Malwarebytes a livré son dernier rapport sur l'état des logiciels malveillants. Alors que Malwarebytes a observé une stabilité relative dans le volume global de détections de menaces en 2019, sa télémétrie a montré une nette tendance à l'industrialisation. Les détections mondiales de logiciels malveillants Windows sur les points de terminaison d’activité ont augmenté de 13%, et une bifurcation des techniques d’attaque répartit nettement les catégories de menaces entre celles qui ciblent les consommateurs et celles qui affectent les réseaux des organisations. Le cheval de Troie devenu botnets Emotet et TrickBot est revenu en 2019 pour terroriser les organisations aux côtés de nouvelles familles de ransomwares, telles que Ryuk, Sodinokibi et Phobos. En outre, un flot d'outils de piratage et de désactivateurs de clés de registre a fait ses débuts dans la liste des éléments les plus détectés par Malwarebytes, reflétant la plus grande sophistication utilisée par les attaquants d'aujourd'hui qui ciblent les organisations.Le paysage des menaces sur mobiles en 2019 ne s'est pas amélioré. Alors que Malwarebytes a lancé une campagne massive de lutte contre le stalkerware (des applications qui permettent aux utilisateurs de surveiller chaque mouvement numérique de leurs partenaires), d'autres menaces néfastes persistent à l'horizon. L'expert en sécurité a observé une augmentation des logiciels malveillants et des logiciels publicitaires préinstallés sur les appareils de ses clients Android, dans le but de voler des données.

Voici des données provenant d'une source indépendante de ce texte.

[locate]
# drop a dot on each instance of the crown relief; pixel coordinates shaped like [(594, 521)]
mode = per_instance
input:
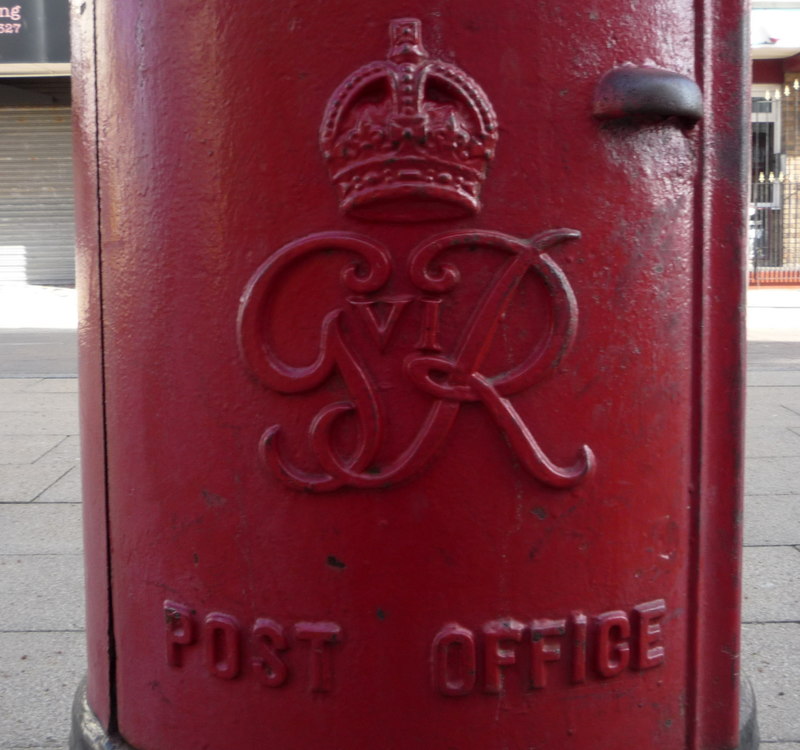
[(408, 138)]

En fait, les logiciels publicitaires malveillants ont régné en maître pour les consommateurs et les entreprises sur les appareils Windows, macOS et Android, s'appuyant sur des techniques de plus en plus agressives pour diffuser des publicités, détourner des navigateurs, rediriger le trafic Web et s'avérer obstinément difficiles à désinstaller. Et pour la première fois, les Mac ont dépassé les PC Windows en nombre de menaces détectées par point de terminaison. Même les exploits, les publicités malveillantes et les skimmers Web ont connu une année record. En dehors des cryptomineurs et des infections WannaCry restantes, il semblait qu'il y avait peu de tactiques de cybercriminalité complètement abandonnées ou en déclin.
« Les gens doivent comprendre qu’ils ne sont pas en sécurité simplement parce qu’ils utilisent un Mac », a commenté Thomas Reed, directeur de Malwarebytes pour Mac et mobile et contributeur au rapport.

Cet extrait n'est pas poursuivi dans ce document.